Johnson told business leaders at the Confederation of British Industry conference that he had been to the Peppa Pig theme park, which is based on the globally successful children's TV show, and that it was "very much my kind of place."
A transcription of the speech Johnson delivered, released by Downing Street on Tuesday, showed that the prime minister was trying to illustrate that the success of Peppa Pig, a British creation that has gone on to be world famous, was an example of "the inventive power of British business."
"I went, as we all must, to Peppa Pig World. Hands up if you've been to Peppa Pig World?" Johnson asked the audience, noting at their response that it was "not enough."
"I was a bit hazy about what I would find at Peppa Pig World, but I loved it. Peppa Pig World is very much my kind of place. It had very safe streets. Discipline in schools. Heavy emphasis on new mass transit systems, I noticed. Even if they are a bit stereotypical about Daddy Pig," he said, to laughs from the audience.
"But the real lesson for me about going to Peppa Pig World was about the power of U.K. creativity. Who would have believed, Tony, that a pig that looks like a hairdryer, or possibly a sort of Picasso-like hairdryer, A pig that was rejected by the BBC, would now be exported to 180 countries. With theme parks both in America and in China as well as in the New Forest," Johnson said, noting that the business was worth at least £6 billion ($8 billion) to the U.K.
"I think that it is pure genius, don't you? No government in the world, no Whitehall civil servant in the world, could conceivably have come up with Peppa," Johnson said.
The British prime minister is well-known for his often eccentric wit and, some would say, fondness for a publicity stunt — Johnson dangling from a zip wire during the 2012 London Olympics being one unforgettable example.
But the tangent on Peppa Pig, coupled with losing his notes, led to both a bemused and scathing reaction in the British media and political circles.
Johnson's speech was branded as "shambolic" by a "senior Downing Street source" quoted by the Daily Mail.
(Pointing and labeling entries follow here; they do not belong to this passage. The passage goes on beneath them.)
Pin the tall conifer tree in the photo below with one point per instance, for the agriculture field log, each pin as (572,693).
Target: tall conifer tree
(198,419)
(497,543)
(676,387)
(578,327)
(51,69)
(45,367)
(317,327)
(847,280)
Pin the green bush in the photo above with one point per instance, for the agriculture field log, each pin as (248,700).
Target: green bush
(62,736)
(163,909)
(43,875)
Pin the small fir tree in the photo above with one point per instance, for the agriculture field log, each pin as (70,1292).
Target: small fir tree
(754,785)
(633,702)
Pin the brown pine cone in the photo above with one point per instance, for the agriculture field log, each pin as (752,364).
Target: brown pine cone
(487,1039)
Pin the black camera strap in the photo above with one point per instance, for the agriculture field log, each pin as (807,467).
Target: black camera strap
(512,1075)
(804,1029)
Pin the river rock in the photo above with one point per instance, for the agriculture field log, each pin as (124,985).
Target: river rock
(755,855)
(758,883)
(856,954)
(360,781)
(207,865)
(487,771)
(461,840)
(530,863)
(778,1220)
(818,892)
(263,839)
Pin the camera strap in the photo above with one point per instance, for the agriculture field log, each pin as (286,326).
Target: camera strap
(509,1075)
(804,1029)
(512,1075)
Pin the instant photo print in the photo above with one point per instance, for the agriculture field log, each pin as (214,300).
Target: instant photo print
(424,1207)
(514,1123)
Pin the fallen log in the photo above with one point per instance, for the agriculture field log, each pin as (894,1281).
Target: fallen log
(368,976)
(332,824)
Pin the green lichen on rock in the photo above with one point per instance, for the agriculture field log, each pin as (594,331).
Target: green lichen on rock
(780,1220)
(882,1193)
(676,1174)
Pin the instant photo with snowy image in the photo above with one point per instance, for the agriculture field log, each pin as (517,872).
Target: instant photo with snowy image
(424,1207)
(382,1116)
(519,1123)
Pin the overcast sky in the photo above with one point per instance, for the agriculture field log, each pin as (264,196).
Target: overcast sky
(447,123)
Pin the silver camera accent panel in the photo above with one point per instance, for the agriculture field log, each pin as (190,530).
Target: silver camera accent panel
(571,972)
While one minister told the City A.M. paper that the speech was "appalling" and reminiscent of the bumbling TV character Mr. Bean.
The left-leaning Guardian newspaper described the speech as "bizarre," noting that it added to growing dismay at Johnson's Conservative Party over his grip on power.
The paper noted that senior lawmakers are increasingly worried about the prime minister's "competence and drive after he gave a rambling speech to business leaders and was accused of losing his grip over a series of key policies from social care to rail."
Johnson's gaffe at the CBI conference is the latest incident marring the prime minister's office in recent weeks. The government's proposals to overhaul the country's social care provision have also been highly criticized, as has a decision to revise and scale down rail infrastructure improvements that were planned for the north of England.
In addition, the government's pledge to "get back control" over immigration once the U.K. had left the EU is sounding increasingly hollow as thousands of migrants attempt to reach British shores in small boats.
Johnson has also come under fire for his handling of a "sleaze" dispute surrounding MPs and whether they should be allowed to have second jobs.
He bowed to pressure last week by proposing that lawmakers should be banned from acting as "paid political consultants or lobbyists" but his handling of the situation, and his climbdown over the matter, has added to ennui over his leadership.
Johnson's approval ratings have slipped since the summer. The latest reading of a monthly YouGov poll of British adults found that 64% believe that Johnson is doing "badly" as prime minister, while only 29% think he's doing well, and 7% said they didn't know.